Visa red tape ‘is damaging London’s economic recovery’
THE visa system for foreign workers threatens to put a brake on the economic recovery in London.
Stringent rules and the cap on numbers is stopping firms from bringing in the skilled workers they need, the London Chamber of Commerce & Industry said today.
According to the LCCI’s research, migrant workers make a key contribution to London’s economic success, filling the skills gap in the domestic labour market.
It also found that overseas workers are particularly important to London’s burgeoning tech sector due to a short supply of UK applicants with the required skills or experience.
The chamber today said the Government needs to simplify the rules for work visas or risk threatening the growth of the capital’s economy.
Its research shows that for the last three quarters, more than half of London’s businesses looking to recruit workers struggled to find the skilled staff they needed from the UK.

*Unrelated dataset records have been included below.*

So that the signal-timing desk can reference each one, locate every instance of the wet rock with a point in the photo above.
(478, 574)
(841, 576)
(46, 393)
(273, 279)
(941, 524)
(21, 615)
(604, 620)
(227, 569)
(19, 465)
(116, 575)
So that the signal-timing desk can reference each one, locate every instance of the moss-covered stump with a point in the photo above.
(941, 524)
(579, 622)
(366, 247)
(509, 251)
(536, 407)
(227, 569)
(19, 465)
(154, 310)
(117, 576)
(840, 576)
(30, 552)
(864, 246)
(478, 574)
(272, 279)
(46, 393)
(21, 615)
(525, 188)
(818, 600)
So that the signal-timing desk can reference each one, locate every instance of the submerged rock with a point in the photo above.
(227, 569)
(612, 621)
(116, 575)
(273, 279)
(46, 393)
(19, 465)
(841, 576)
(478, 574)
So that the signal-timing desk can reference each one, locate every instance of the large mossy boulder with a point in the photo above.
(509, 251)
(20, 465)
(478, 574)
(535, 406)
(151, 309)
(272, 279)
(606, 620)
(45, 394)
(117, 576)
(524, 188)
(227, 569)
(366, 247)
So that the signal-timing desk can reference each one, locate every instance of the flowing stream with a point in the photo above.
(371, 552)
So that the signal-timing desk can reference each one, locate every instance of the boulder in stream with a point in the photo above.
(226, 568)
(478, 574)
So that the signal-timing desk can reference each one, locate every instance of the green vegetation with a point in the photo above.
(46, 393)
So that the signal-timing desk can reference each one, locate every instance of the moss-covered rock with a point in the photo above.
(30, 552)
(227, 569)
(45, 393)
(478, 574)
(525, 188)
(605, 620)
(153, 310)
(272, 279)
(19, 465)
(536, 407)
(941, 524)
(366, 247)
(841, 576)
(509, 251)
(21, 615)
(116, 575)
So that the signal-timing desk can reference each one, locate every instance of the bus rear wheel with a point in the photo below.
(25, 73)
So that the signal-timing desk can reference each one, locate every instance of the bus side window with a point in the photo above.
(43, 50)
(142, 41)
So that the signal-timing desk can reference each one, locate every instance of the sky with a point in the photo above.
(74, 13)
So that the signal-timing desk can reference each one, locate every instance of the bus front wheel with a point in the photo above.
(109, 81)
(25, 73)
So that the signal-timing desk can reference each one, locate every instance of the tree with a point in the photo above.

It also found that recruitment of workers from outside the European Economic Area is particularly difficult due to frequent changes in immigration law, the strict nature of the rules and the cost and duration of the process.
Colin Stanbridge, chief executive of the LCCI, said: “Businesses are being tied up in red tape trying to navigate the complex immigration system. It is also hugely costly to bring in staff with the right skills. Smaller firms in particular are unfairly penalised.
“Government must make it easier for businesses to recruit skilled staff from overseas. London firms aren’t trying to flood the market with overseas talent, they are simply to fill skilled jobs with skilled candidates.”
NEW research for the London Chamber of Commerce and Industry highlights some of the problems created by the visa system for recruiting workers from outside the European Economic Area. London businesses told the LCCI that the visa regime is restrictive to the point where it is actually putting a brake on economic recovery. The regime is time-consuming and expensive, which is particularly burdensome for smaller businesses, and especially for tech companies.
The organisation is right to point out that firms should, and mostly do, only recruit staff from outside the UK when it is not possible to find workers here with the appropriate skills; EU workers meanwhile do not require visas. Plainly the longterm solution is to increase the employability of the home workforce by equipping them with the qualifications firms need. But businesses cannot wait: the visa regime needs to be simplified and speeded up to make it easier to recruit workers to fill the gap. London’s success depends on them.